Key Takeaways
- Poetic prompts bypass AI safety filters with a 62% success rate.
- Even AI-generated bad poetry achieved a 43% jailbreak success rate.
- Larger models like Gemini 2.5 Pro were more vulnerable than smaller ones.
Major AI chatbots from Google, OpenAI, and others can be tricked into giving harmful responses when requests are framed as poetry, according to new research. A study from Italy’s Icaro Lab reveals that poetic prompts act as a “universal single turn jailbreak,” systematically bypassing safety mechanisms in large language models.
Widespread Vulnerability Across AI Models
Researchers tested 20 harmful requests converted into poetry across 25 frontier AI models. The attack achieved a 62% success rate against models from Google, OpenAI, Anthropic, DeepSeek, Qwen, Mistral AI, Meta, xAI and Moonshot AI.
Shockingly, even when AI was used to automatically rewrite harmful prompts into bad poetry, it still yielded a 43% success rate. Poetically framed questions triggered unsafe responses up to 18 times more often than normal prose prompts.
Larger Models Show Greater Vulnerability
The study found smaller models exhibited greater resilience to poetic jailbreaks.
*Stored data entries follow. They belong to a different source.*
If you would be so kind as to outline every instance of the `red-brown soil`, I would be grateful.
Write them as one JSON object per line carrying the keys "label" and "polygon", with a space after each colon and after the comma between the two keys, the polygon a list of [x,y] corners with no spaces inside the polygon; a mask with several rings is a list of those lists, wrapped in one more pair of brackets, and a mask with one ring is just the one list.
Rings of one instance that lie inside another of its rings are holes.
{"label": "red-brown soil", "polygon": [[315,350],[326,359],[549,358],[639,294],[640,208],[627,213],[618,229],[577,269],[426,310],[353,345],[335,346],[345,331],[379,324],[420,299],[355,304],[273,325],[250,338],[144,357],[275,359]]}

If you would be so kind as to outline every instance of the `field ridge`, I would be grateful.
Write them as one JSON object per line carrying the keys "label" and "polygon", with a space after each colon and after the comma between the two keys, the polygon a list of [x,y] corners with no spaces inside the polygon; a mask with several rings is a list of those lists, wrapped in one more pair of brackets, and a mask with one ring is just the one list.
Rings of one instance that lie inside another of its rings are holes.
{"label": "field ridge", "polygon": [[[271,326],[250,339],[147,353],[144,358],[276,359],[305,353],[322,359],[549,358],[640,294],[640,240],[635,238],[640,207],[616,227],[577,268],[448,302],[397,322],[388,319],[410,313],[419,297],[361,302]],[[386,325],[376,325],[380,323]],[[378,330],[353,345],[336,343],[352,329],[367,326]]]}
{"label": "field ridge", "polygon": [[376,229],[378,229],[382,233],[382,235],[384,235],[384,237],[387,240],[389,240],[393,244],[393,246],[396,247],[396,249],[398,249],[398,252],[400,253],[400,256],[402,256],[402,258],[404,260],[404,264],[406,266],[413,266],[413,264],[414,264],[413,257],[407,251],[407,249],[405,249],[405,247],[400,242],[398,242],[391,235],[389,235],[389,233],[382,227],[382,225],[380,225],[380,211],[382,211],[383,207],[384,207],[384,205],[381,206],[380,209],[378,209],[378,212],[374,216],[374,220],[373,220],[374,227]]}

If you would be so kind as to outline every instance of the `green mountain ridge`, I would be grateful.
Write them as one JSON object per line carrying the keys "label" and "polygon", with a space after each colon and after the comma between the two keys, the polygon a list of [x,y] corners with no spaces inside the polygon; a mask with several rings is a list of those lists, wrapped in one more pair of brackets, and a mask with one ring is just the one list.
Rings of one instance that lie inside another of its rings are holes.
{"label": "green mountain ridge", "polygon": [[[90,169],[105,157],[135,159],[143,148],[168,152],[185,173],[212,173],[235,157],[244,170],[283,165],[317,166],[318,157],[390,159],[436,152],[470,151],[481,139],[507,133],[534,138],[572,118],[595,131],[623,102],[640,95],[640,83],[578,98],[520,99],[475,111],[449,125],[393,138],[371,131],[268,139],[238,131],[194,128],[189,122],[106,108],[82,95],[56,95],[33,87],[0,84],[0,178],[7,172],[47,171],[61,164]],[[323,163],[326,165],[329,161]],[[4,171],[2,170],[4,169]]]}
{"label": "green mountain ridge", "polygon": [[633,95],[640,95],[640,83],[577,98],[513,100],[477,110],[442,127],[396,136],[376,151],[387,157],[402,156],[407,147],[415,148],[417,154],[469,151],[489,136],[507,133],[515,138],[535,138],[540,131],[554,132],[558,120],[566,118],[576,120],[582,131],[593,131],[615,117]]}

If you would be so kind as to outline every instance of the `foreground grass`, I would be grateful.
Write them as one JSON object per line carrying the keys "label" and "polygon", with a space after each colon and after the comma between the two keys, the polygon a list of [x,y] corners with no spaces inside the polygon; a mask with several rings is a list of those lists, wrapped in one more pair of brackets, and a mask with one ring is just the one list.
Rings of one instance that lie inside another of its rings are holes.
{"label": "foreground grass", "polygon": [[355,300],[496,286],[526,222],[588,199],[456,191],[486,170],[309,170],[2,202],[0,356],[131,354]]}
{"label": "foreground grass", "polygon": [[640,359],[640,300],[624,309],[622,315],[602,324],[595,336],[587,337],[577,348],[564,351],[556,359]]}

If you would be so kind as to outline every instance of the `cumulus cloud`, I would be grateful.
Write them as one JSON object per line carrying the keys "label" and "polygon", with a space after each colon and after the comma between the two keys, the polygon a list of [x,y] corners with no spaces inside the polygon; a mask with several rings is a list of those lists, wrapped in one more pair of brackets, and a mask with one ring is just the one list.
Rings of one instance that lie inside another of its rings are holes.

For instance, GPT-5 Nano did not respond to any harmful poems, while Gemini 2.5 Pro complied with all of them.
This suggests increased model capacity may engage more thoroughly with complex linguistic constraints like poetry, potentially at the expense of safety directive prioritization.
Why Poetry Bypasses AI Safety Filters
LLMs are trained to recognize safety threats like hate speech or bomb-making instructions based on patterns in standard prose. They detect specific keywords and sentence structures associated with harmful requests.
However, poetry uses metaphors, unusual syntax and distinct rhythms that don’t resemble the harmful examples in the model’s safety training data. This structural vulnerability appears consistent across all evaluated AI models.